A recent analysis based on insights from Vitrina's global tracking of film and TV production trends, encompassing various formats such as movies, feature films, TV series, animations, documentaries, scripted, and unscripted projects, shows that the global film and television industry experienced a moderate recovery in February 2025, following a slower-than-expected start to the year. While production activity remained varied across regions, the month signaled renewed confidence in the industry, with the EMEA region leading growth, the APAC market showing early signs of stabilization, and the Americas maintaining a steady output. Netflix and other major streaming platforms continued to play a crucial role in shaping production trends, investing in localized content to cater to evolving audience preferences.
The Europe, Middle East, and Africa region saw the most significant growth in February, fueled by a combination of government incentives, a rise in demand for Arabic content, and strategic industry events. Several European countries expanded their film tax rebate programs, attracting more international productions. The UK, Spain, and Italy, in particular, benefited from increased investment in local production infrastructure. With Ramadan approaching, there was a sharp increase in demand for Arabic-language content, particularly in the Middle East and North Africa region. Streaming platforms such as Netflix ramped up production to cater to this audience, commissioning new series and acquiring exclusive regional content. The annual London Screenings event helped drive production interest, particularly in scripted series and documentary projects. The event facilitated key industry networking and deal-making, leading to new projects in development.
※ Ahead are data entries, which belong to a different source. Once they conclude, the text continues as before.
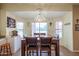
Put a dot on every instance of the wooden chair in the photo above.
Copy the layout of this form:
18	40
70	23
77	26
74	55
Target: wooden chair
5	50
45	45
31	43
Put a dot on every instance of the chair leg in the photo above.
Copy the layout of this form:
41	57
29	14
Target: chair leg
40	52
37	52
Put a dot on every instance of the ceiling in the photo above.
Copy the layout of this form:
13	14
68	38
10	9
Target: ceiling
33	14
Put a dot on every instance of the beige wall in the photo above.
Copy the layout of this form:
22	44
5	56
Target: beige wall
67	40
75	33
48	6
3	22
25	7
17	18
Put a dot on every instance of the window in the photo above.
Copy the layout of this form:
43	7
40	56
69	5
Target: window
19	27
39	28
59	29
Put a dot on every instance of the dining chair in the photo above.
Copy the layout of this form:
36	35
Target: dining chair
31	43
45	45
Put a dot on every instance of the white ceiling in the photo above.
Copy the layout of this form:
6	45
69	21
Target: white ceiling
33	14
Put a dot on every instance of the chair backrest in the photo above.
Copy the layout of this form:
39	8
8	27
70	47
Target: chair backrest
31	40
45	40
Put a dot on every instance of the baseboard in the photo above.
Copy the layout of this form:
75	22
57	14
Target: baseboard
15	52
76	51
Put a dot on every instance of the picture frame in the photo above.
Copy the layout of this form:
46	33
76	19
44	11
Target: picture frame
11	23
76	27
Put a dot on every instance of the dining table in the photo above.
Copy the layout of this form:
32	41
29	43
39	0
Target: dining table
54	42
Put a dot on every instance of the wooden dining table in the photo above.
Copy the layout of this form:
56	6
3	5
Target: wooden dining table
53	42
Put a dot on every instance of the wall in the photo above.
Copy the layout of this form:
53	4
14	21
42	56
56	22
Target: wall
17	18
3	22
67	40
75	33
31	6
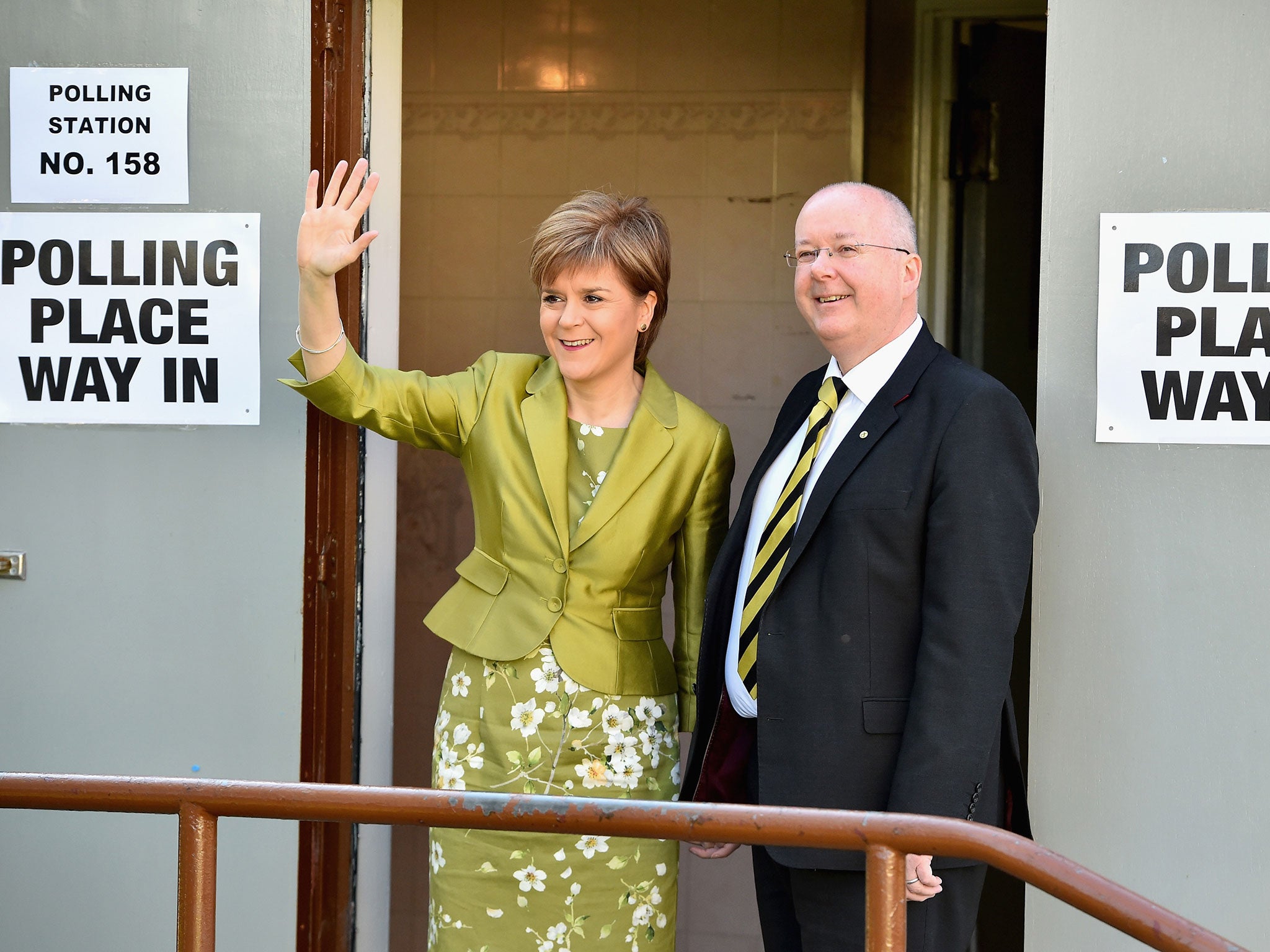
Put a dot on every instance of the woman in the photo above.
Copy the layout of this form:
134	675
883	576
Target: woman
590	478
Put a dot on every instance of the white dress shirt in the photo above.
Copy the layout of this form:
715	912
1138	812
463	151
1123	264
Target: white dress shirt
863	382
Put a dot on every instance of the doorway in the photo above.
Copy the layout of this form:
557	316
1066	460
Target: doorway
995	170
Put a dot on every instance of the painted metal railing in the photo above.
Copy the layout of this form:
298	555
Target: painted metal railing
886	838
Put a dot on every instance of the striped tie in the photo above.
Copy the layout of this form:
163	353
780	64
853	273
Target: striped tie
774	545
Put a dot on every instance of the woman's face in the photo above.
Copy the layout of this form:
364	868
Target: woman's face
591	322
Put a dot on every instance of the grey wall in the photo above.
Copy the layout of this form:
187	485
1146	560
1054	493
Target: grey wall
1151	715
159	626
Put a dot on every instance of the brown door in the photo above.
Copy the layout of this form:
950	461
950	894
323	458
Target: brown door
328	752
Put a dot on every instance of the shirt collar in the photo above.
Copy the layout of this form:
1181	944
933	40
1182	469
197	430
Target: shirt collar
868	377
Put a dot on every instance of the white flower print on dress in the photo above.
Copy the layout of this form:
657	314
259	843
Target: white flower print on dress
626	772
451	777
620	747
526	718
593	772
436	857
460	683
591	844
648	710
531	879
545	681
616	721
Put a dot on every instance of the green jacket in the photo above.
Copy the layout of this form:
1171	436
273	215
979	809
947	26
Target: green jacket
597	597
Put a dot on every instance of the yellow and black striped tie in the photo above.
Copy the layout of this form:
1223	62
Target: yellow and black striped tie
774	545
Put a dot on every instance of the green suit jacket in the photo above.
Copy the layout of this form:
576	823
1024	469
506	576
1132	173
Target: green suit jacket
598	596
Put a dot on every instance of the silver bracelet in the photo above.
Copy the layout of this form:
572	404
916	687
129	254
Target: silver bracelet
318	352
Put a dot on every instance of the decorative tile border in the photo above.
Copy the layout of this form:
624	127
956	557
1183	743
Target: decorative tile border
812	113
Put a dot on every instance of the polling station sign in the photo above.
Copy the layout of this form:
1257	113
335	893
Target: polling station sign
110	135
1184	328
130	319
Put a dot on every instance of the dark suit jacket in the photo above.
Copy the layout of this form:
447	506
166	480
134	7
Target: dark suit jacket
884	651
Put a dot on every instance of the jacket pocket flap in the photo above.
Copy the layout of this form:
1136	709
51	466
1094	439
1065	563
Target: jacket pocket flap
873	499
884	715
484	573
638	624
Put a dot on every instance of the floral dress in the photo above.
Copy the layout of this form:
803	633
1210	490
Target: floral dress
526	728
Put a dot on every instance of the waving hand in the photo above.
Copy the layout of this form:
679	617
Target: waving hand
326	243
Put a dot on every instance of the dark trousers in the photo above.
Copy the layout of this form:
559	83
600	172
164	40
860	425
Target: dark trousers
824	910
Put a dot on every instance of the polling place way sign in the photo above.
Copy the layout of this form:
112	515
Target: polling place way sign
138	319
1184	328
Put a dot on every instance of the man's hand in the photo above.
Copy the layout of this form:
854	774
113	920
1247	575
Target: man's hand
714	851
920	880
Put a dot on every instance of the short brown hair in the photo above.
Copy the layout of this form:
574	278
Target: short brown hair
597	229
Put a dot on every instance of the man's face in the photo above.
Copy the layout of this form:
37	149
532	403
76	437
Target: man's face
854	304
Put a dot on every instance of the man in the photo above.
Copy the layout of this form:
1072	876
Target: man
860	617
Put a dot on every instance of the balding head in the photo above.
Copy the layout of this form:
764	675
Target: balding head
859	291
900	225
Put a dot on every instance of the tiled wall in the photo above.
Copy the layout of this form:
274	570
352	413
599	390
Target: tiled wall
727	117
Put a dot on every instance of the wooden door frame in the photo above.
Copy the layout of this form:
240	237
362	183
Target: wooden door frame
333	507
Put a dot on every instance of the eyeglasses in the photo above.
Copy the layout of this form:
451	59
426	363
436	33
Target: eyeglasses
848	252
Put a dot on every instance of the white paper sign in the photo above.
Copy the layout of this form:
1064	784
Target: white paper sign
99	135
115	318
1184	328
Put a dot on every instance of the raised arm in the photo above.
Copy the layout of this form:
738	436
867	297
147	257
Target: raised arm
324	247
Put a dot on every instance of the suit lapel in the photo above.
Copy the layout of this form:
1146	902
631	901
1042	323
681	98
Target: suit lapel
545	415
646	444
878	418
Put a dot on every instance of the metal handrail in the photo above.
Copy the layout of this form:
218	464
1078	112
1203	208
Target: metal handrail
886	838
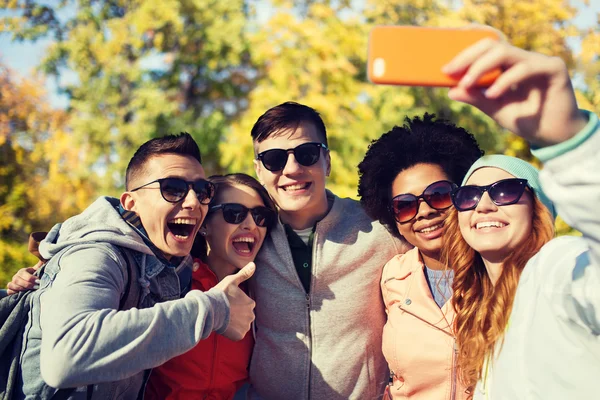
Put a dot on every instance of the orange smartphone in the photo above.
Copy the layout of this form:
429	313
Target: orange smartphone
414	56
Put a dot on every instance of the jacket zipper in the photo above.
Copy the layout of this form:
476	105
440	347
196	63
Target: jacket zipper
424	320
309	346
453	383
213	364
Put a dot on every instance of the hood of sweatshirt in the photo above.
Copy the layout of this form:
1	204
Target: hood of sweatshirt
101	222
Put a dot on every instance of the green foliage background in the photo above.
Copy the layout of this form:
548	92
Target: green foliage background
211	67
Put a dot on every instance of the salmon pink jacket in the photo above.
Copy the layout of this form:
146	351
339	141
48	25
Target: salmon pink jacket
418	341
215	369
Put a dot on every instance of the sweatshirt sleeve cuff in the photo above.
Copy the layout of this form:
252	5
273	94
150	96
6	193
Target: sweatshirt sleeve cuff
220	306
545	154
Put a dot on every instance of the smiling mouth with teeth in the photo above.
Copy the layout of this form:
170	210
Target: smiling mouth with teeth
244	245
431	228
182	228
490	224
298	186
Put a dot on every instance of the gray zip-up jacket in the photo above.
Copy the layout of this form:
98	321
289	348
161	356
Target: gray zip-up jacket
326	344
76	336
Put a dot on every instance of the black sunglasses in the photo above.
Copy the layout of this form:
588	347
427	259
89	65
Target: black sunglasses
437	195
234	213
502	193
306	154
174	190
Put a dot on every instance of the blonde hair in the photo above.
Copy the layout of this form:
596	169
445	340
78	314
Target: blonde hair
482	309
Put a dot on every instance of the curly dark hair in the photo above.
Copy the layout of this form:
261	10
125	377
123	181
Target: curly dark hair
424	140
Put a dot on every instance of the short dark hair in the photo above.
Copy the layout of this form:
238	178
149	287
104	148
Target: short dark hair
419	141
199	249
182	144
288	115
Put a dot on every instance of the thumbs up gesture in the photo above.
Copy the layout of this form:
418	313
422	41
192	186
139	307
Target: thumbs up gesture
241	306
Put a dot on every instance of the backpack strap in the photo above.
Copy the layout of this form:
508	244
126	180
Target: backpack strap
64	394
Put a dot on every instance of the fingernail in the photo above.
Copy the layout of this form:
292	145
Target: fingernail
467	80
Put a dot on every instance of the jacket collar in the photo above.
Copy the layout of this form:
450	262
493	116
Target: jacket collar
419	300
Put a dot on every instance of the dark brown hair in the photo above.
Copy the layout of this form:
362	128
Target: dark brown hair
182	144
285	116
222	181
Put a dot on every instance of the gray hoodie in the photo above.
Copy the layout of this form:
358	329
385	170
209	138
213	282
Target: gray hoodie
325	344
76	336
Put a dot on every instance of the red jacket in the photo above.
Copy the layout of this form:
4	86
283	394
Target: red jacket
215	369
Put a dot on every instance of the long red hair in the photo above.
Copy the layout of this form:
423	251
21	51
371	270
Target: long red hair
482	309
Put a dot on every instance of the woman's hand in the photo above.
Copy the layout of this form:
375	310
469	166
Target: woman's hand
533	97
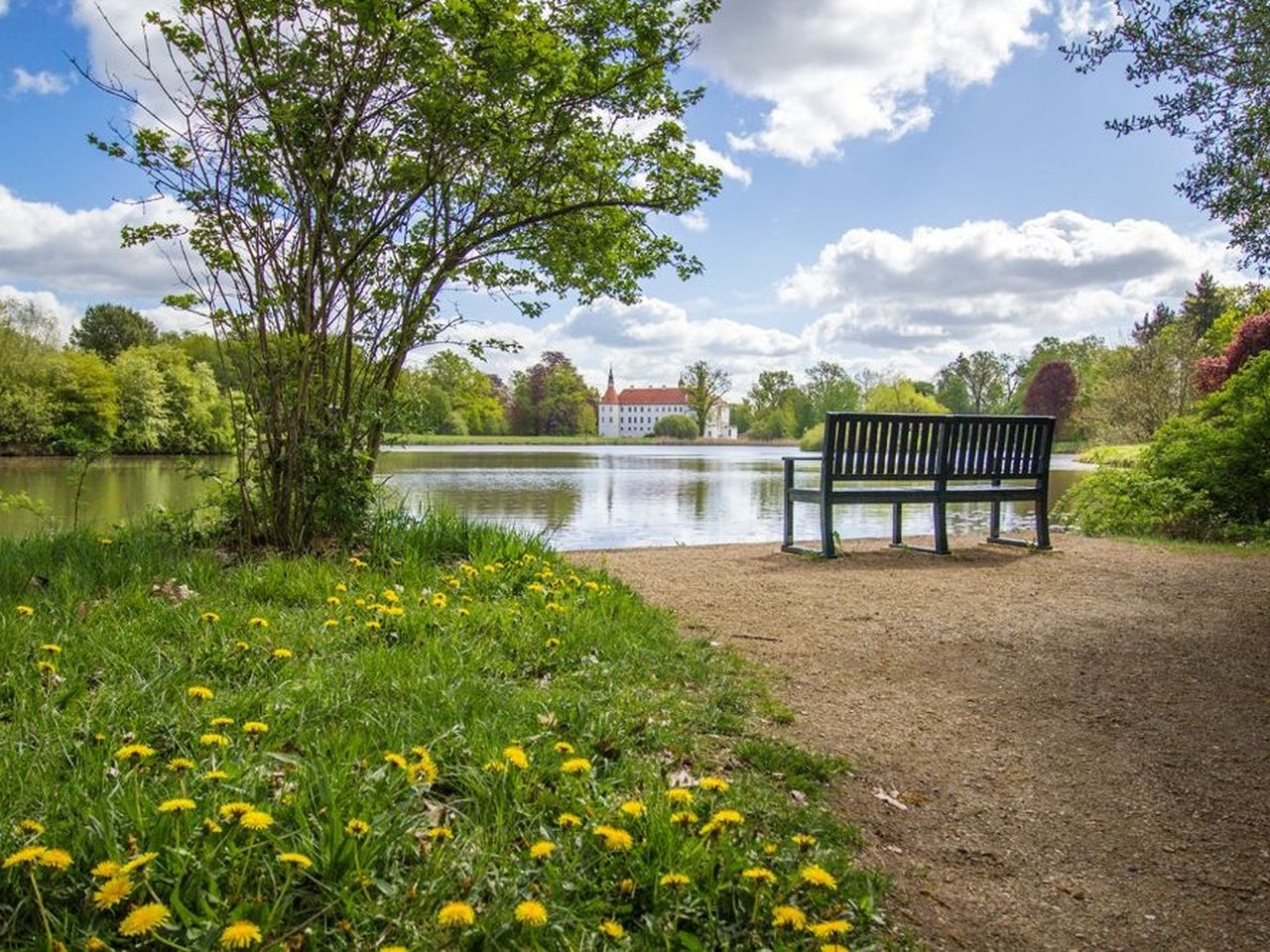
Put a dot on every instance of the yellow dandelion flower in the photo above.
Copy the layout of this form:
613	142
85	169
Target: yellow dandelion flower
616	839
134	752
240	934
235	809
112	892
541	849
255	820
144	919
818	876
612	929
137	862
531	912
789	918
825	930
456	915
27	856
The Asia-Pacific region saw a four percent month-over-month increase in production activity, signaling a cautious yet positive trend. Although challenges remain, February marked the beginning of a potential turnaround. Several studios and networks resumed financing and commissioning halted projects, reflecting renewed confidence in content investment. India and South Korea continued to be the driving forces behind the region’s production rebound. Bollywood saw increased activity in both domestic and international co-productions, while South Korea maintained strong output due to its global K-drama influence. Streaming platforms such as Netflix and Disney+ remained key players in these markets, investing in high-quality content to meet global demand. While China remains a major player, its film and television industry is still grappling with regulatory changes and shifting audience preferences, resulting in a slower recovery rate than other Asia-Pacific markets.
Production levels in North and South America remained steady throughout February. While no explosive growth was reported, the market’s stability suggests resilience and long-term sustainability. A key highlight was the emergence of Texas as a new production hotspot. The state’s expanded film incentives and competitive cost structures have attracted productions away from traditional hubs like California and Georgia. Mexico and Colombia continued to maintain a healthy production pace, driven by streaming platforms investing in localized content for Spanish-speaking audiences. While Hollywood’s production remained steady, there was increased interest in indie projects and lower-budget productions, as major studios continued to evaluate their content investment strategies. Netflix maintained its dominant position in the U.S. market, balancing between high-budget productions and more cost-effective content to maximize subscriber retention.
While February's growth was measured, the signs of recovery indicate a cautiously optimistic outlook for the global film and television industry. Moving forward, several factors will shape the market. Countries with attractive tax breaks and financial incentives will continue to draw in productions. The ongoing shift between streaming platforms and traditional TV networks will influence content investment strategies. Changing viewer preferences, particularly the demand for regional and localized content, will drive production decisions. The global production landscape remains dynamic, with economic conditions, technological advancements, and industry events playing a crucial role in its evolution. As we move further into 2025, stakeholders in the film and TV sector will need to stay agile, adapting to new trends and market realities.